If Gordon Brown had been Master of the Titanic, it would probably never have sunk. The sheer force of prudence would have kept it afloat.

Life on the bridge would, however, have been so dull that the first officer would probably have cut off his own ears with a fretsaw rather than listen to any more of this stuff.

"The challenge a year ago ...was to steer a course of stability," said the chancellor, who was making his pre-Budget report to the house yesterday.

(Pre-Budgets are rather like those pre-desserts they serve in posh French restaurants, all guava ice cream floating on chocolate, pralines and kumquats - perfectly OK in their way, but I can never quite see the point.)

"Now the challenge is to lock in that stability and to set the course for a Britain of stability and steady growth," Mr Brown went on.

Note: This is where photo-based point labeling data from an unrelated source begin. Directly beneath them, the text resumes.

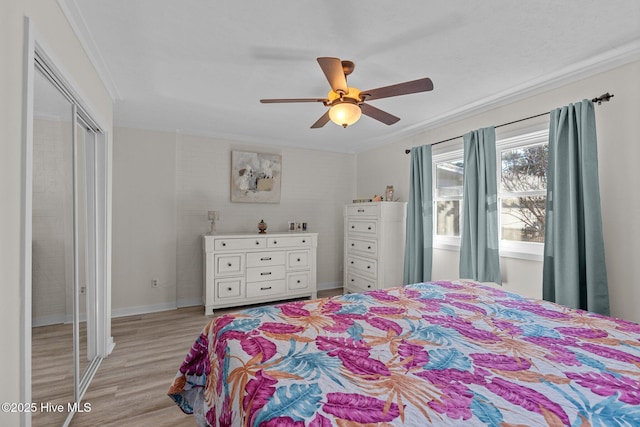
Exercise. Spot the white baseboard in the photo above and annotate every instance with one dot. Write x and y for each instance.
(142, 309)
(328, 286)
(189, 302)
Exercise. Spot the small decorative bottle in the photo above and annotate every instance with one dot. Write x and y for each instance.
(388, 193)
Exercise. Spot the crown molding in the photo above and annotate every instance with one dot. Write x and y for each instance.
(609, 60)
(81, 30)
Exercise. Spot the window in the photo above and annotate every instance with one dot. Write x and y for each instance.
(522, 180)
(448, 172)
(522, 192)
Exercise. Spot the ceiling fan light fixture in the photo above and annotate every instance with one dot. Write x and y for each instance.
(345, 113)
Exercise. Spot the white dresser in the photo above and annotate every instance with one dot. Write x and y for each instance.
(374, 245)
(242, 269)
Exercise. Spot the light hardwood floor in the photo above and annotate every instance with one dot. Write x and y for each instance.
(130, 387)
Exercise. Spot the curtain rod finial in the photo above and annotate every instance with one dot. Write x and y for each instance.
(603, 98)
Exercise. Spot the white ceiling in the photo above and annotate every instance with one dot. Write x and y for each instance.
(200, 66)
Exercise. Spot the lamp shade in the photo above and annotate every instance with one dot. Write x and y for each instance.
(345, 113)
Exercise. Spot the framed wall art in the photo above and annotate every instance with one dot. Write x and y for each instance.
(255, 177)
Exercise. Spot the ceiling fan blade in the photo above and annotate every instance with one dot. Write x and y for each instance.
(378, 114)
(414, 86)
(333, 71)
(280, 100)
(321, 121)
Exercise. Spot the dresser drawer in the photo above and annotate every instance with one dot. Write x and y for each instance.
(364, 210)
(229, 288)
(298, 281)
(271, 287)
(258, 259)
(228, 264)
(289, 241)
(298, 259)
(364, 227)
(363, 265)
(260, 274)
(360, 284)
(226, 244)
(368, 247)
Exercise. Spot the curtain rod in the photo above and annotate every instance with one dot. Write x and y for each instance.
(599, 100)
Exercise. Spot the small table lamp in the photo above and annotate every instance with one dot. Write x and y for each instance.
(213, 217)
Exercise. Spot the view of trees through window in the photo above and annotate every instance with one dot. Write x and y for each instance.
(523, 193)
(522, 188)
(448, 197)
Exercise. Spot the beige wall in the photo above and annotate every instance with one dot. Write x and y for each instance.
(54, 33)
(618, 128)
(164, 184)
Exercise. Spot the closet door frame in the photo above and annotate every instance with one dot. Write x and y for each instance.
(35, 50)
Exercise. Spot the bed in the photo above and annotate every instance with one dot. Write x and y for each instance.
(436, 353)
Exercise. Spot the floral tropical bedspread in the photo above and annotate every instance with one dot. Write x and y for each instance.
(437, 353)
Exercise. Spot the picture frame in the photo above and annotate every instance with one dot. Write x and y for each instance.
(255, 177)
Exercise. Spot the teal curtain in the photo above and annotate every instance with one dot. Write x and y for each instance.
(479, 243)
(574, 271)
(419, 234)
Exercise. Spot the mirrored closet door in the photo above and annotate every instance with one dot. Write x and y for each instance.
(68, 247)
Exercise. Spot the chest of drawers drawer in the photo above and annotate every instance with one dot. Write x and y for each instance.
(371, 210)
(365, 266)
(356, 283)
(260, 274)
(364, 227)
(298, 259)
(229, 288)
(228, 264)
(289, 241)
(298, 281)
(258, 259)
(259, 289)
(227, 244)
(367, 247)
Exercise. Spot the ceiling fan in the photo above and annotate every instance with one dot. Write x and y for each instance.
(346, 104)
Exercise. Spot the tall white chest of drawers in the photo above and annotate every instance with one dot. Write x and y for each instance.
(242, 269)
(374, 245)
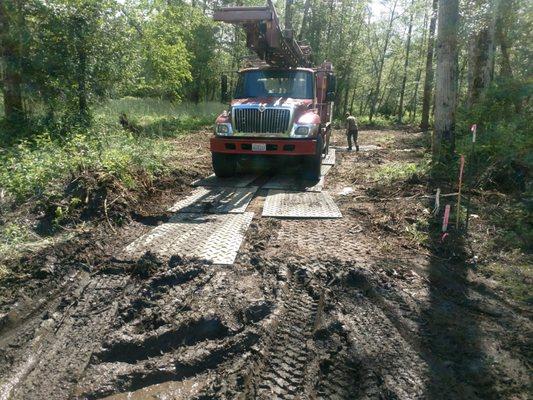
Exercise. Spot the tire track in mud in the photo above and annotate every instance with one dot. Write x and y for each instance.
(66, 339)
(281, 373)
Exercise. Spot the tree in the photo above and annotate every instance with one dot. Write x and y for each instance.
(381, 61)
(406, 63)
(10, 49)
(428, 80)
(446, 80)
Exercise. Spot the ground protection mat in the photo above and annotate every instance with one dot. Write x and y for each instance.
(283, 204)
(216, 200)
(214, 238)
(234, 181)
(296, 183)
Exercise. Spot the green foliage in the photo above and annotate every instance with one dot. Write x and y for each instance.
(401, 171)
(156, 117)
(503, 155)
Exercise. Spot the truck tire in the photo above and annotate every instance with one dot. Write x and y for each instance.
(224, 165)
(313, 163)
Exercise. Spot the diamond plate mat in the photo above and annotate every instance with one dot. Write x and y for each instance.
(234, 181)
(215, 238)
(216, 200)
(280, 203)
(362, 147)
(330, 158)
(296, 183)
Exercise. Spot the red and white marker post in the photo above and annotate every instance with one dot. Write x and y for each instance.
(445, 221)
(461, 170)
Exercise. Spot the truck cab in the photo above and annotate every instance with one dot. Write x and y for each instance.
(276, 112)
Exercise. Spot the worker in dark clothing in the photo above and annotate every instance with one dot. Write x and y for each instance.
(351, 131)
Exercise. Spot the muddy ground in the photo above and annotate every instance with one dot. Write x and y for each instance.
(371, 306)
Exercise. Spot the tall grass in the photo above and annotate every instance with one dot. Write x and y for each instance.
(40, 166)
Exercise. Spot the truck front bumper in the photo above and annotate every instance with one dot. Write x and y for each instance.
(282, 147)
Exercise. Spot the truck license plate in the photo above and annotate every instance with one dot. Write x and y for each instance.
(258, 146)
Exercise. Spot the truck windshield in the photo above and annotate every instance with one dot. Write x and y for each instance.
(295, 84)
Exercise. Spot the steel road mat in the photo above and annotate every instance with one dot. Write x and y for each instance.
(283, 204)
(297, 183)
(234, 181)
(213, 238)
(330, 158)
(216, 200)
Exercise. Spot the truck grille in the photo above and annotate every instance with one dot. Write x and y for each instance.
(272, 120)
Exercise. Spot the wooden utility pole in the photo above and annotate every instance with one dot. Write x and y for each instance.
(446, 79)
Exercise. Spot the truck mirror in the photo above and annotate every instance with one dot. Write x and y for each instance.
(332, 87)
(332, 83)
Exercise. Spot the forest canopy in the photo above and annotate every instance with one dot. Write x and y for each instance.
(63, 58)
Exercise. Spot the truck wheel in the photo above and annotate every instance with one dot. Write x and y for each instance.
(313, 163)
(224, 165)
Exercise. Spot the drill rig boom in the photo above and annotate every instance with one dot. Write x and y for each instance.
(265, 37)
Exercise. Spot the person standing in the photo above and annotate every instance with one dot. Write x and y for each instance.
(351, 131)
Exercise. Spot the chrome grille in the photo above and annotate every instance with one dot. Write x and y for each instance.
(271, 120)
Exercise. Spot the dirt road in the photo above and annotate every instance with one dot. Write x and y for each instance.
(367, 306)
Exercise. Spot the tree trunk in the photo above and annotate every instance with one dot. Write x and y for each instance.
(10, 55)
(446, 80)
(482, 56)
(406, 64)
(381, 63)
(428, 80)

"The foundation, our first priority, yesterday, today, and tomorrow, is to lock in fiscal and monetary stability!"

"You're down to judge the knobbly knees competition in the second class lounge, captain. Please captain, you really should go now, captain, honestly ... "

"Just a wee minute. We have rigorously adhered to a clearly defined inflation target and clear fiscal rules, based on legislating ... for a regime of fiscal stability."

"But captain, we haven't even reached the Isle of Wight."

"Having come this far, we will not relax our discipline ... discipline is even more essential in the global context."

The psychology was obvious and fascinating. The Tories affect to assume that the enormous savings Mr Brown has made are designed to provide a "war chest" that will be spent on bribes just before the election.

But you only need to look at Mr Brown, and hear him hammering endlessly on about prudence and stable courses and locking in the foundations of fiscal stability, to know that he won't want to let any of it go.

It would be unfair to call him an "anal-retentive", though you sometimes think a good clearout of the system could be a reasonable idea. "Mine enemy's enema," as Peter Mandelson might call it.

You can imagine the scene at the Rev Brown's manse in Kirkaldy round about mid-December.

"Well, young Gordie, are ye coming with us on a Christmas shopping trip to Jenner's, Edinburgh's leading department store?"

"No, father, I am determined to avoid any enhanced risk of indebtedness at this stage in the fiscal cycle."

"But, laddie, your piggy bank is so full you cannae cram another farthing into it."

"Aye, father, and I can promise that there will never be a return to the days when money was squandered on bath salts, tie 'n' hank sets and soap on a rope - the bad old days of boom and bust!"

Yesterday the Tories sat silently as the chancellor gloated about how all their predictions of recession had proved wrong. The gloomiest moment of all came when he announced a cut from 40% to 10% in capital gains tax for long-term investments - "the millionaires' tax loophole", as the Lib Dems' Matthew Taylor called it.

Tax loopholes for the very rich are supposed to be a Tory idea. No wonder Mr Hague's gently mocking smile was wiped right off his face, Ann Widdecombe looked morose, and John Redwood's face was as bleak as a birch forest in winter. Only my old friend Michael Fabricant was smiling, possibly because he wasn't quite sure what was going on.

By the end of the statement the skipper was back on the bridge, spray lashing the windows, the eerie glow of the radar screen on his face, telling us yet again that he had built "a platform of a stable economy and sustainable finances".

I crept onto the deck for a bowl of stable and sustaining bouillon.